Em dezembro de 2019, O Papa-Jaca exibiu a denúncia de que uma servidora da Secretaria Municipal de Educação (SEMED) está respondendo a um processo aberto pelo Tribunal de Contas do Estado (TCE), por receber dos cofres público-municipais ao menos três rendimentos simultâneos. Ela não é a única citada pela reportagem.

“Ao lado de sua mãe e do esposo, o valor chega a R$170 mil, em todo período.”

Ocorre que Maria Salete Fernandes Santana é o caso mais grave, conforme relatório da 4ª Coordenadoria de de Controle e Inspeção (CCI-TCE), entre os 11 acúmulos ilícitos mantidos; após um total de 31 casos ilegais terem sido identificados na Prefeitura, somente em 2018, pelo TCE. O documento do CCI foi conseguido com exclusividade pelo O Papa-Jaca.

Agora, em uma nova denúncia de irregularidades administrativas na SEMED, chegou ao O Papa-Jaca que uma professora teria recebido somente em janeiro o salário de R$10,6 mil – rendimento semelhante ao do secretário da pasta. Ao apurarmos a informação, constatamos que Bárbara de Azevedo não somente, de fato, recebera a quantia volumosa e injustificável, mas que ela é filha justamente da servidora sob a lupa do tribunal de contas.

Além da mãe, posta em cargo comissionado ainda na gestão do ex-prefeito Valmir Monteiro (PSC), seu marido, Rinaldo Rocha de Azevedo, também trabalha pela secretaria, como vigilante noturno – desde julho último e com provento de R$1,2 mil, segundo Portal da Transparência. No entanto, sua atuação enquanto servidor contratado seria questionável já que ele também manteria uma função no campis Lagarto da AGES – instituição de ensino superior privada – em horário correlato.

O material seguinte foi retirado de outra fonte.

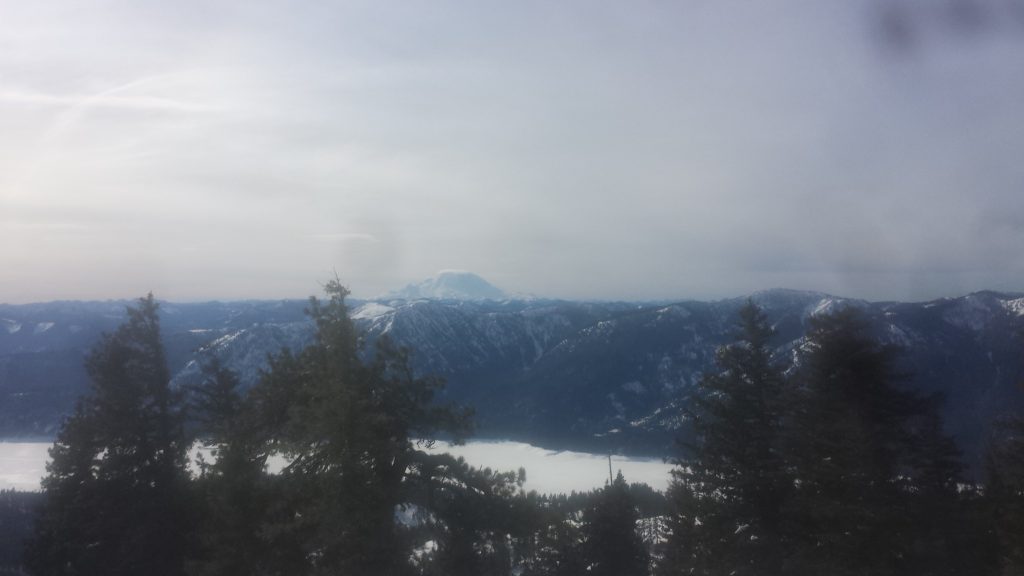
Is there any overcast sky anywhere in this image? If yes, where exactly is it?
[0,0,1024,302]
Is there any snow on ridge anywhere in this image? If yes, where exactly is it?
[32,322,56,336]
[1002,298,1024,316]
[0,318,22,334]
[352,302,394,320]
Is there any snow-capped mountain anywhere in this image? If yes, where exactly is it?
[383,270,508,300]
[0,283,1024,471]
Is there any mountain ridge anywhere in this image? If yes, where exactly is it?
[0,289,1024,471]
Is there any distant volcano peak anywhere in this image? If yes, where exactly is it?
[385,270,508,300]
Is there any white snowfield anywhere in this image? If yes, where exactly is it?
[0,441,672,494]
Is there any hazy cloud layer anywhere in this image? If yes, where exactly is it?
[0,0,1024,301]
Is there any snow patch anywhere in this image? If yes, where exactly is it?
[1002,298,1024,316]
[32,322,56,336]
[352,302,394,320]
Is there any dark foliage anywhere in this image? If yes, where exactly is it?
[27,294,191,576]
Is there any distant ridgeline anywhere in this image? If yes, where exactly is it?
[0,282,1024,466]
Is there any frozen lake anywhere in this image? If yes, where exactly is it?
[0,441,672,493]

Há um tempo incalculável fora da sala de aula, por conta do cargo comissionado que ocupa, a professora Bárbara custou aos cofres públicos, apenas entre janeiro de 2019 e deste ano, um total de R$93 mil – tendo seus salários sempre abaixo de R$7,1 mil, crescendo exponencialmente no último mês. Ao lado de sua mãe e do esposo, o valor total que a família desembolsou chega a R$170 mil, em todo período.

A família mantém vínculos políticos diretos com a Ribeiro, tendo Bárbara sido vista em missa na manhã da última quinta-feira (13) em comemoração ao aniversário da prefeita Hilda (SD). Em meados do ano passado, o atual secretário de Educação, Magson da Academia, foi alocado ao cargo de adjunto e logo foi denunciado ao Ministério Público acusado de perseguir professores partidariamente divergentes. Interpretado como “mero agente político” pelo Sindicato dos Trabalhadores da Educação (SINTESE), em comentário ao site, Magson poderia ser o responsável direto pela manutenção de determinados privilégios a indivíduos dentro da Secretaria, sobretudo em ano de eleição.

O Papa-Jaca está aberto para considerações e respostas, não recebidas até publicação desta matéria.